16-Dînî Hükümler Gereğince: İslam'a göre normalde boşama hakkı erkeğe verilmiştir. Erkek değişik zamanlarda üç boşama hakkını kullanırsa artık hanımıyla evliliğini devam ettiremez. Bu yüzden erkek çok dikkatli olmak zorundadır. Gelişigüzel her kızdığında hanımını tehdit ederek boşama haklarını kullanırsa o hanımdan mahrum kalmış olur.
17-Mutlaka Erkek veya Kız Çocuk Olsun Diye: Bazı kimseler çocuklarının mutlaka kız veya erkek olmasını arzu ederler. Hâlbuki bu tamamen Allah'ın iradesine bağlıdır. Kadının da erkeğin de isteğiyle olacak bir iş değildir. İnsana düşen hayırlısını istemektir. Sanki çocuğun cinsiyetini anne belirliyormuş gibi suçu kadına yüklemek açıkça bir zulümdür. Bazı erkekler 'bu kadından istediğim cinsiyette çocuk doğmuyor' diye başka kadınla evlenme cihetine gitmektedirler ki bu ilmen, dînen ve ahlaken yanlış bir davranıştır.
Günümüzde evlenme usulü konusunda sıkça tartışılan "görücü usulü" ile "flört" ise evliliğin devamı noktasında bize önemli bir ipucunu vermektedir.
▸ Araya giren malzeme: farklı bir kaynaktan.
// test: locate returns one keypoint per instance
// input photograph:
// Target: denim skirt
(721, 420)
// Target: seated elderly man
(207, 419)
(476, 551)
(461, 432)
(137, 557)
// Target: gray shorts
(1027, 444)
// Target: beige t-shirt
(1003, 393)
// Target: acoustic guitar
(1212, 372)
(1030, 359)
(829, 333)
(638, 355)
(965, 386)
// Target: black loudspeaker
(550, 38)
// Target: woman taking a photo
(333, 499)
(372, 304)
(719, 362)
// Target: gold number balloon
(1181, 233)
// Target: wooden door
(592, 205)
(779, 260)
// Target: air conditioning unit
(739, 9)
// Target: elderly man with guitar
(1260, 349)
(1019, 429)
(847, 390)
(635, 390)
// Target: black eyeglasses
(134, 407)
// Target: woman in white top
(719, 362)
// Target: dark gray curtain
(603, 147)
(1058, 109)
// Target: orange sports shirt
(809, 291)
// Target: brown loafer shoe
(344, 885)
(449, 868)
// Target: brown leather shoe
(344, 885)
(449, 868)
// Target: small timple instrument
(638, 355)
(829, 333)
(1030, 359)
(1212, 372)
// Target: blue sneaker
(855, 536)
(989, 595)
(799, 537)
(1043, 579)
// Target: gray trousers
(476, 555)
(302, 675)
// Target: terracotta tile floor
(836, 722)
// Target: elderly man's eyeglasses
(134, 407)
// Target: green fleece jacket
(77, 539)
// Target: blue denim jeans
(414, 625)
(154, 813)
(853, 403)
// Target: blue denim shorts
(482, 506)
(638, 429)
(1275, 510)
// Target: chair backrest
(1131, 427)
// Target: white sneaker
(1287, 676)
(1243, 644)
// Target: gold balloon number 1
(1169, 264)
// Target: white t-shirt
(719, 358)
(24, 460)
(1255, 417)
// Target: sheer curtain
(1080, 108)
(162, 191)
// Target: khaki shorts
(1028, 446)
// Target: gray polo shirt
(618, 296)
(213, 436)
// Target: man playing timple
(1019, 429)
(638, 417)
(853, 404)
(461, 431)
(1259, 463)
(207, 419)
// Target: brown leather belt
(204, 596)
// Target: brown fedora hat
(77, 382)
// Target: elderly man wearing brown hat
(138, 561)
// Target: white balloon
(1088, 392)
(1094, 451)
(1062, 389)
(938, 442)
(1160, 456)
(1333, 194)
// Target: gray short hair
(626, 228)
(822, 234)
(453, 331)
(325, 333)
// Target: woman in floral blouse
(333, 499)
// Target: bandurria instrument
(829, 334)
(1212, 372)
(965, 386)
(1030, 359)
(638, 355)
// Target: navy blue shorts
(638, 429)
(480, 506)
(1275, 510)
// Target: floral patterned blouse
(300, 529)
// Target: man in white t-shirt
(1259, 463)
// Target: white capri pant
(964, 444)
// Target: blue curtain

Bu anlamda, millî ve mânevî yapıdan da kaynaklanan sağlam aile oluşumundaki en önemli etkenin bugüne kadar görücü usûlü olduğunu görüyoruz.
Zira eş seçiminde günübirlik ve kısa süreli bir beraberlik, ileriye dönük bir beraberlik, yani evlilik için maalesef gerçekçi olmamaktadır. Tarafların karşısındakine nazik davranışları, kur yapmaları ve benzeri aldatıcı tavırları, daha evliliğin ilk günlerinden itibaren yerini gerçek tavırlara bırakmaktadır.
Yani artık köprü geçilmiştir ve kişi gerçek kimliğine bürünecektir. Bunun çok sayıdaki örneğini günümüzde, özellikle de medyada sık sık görünen kamuoyunun yakından tanıdığı insanlarda görmekteyiz.
Halbuki görücü usulü ile yapılan evlilikler daha sağlam temeller üzerine kurulmaktadır. İstisnai olarak yozlaştırılmış halini; yani tarafların hiç birbirini tanımadan evlenmelerini dikkate almazsak, anne baba ve akrabaların referansı ve araştırması ile kurulan evlilik, sağlam temel üzerine kurulan bina gibi olmaktadır. Burada yapmacık bir ön ilişki olmadığından, insanlar birbirlerini, ailelerini hatta soylarını tanıdıklarından, ileriye dönük daha sağlam bir yuva oluşturulmaktadır.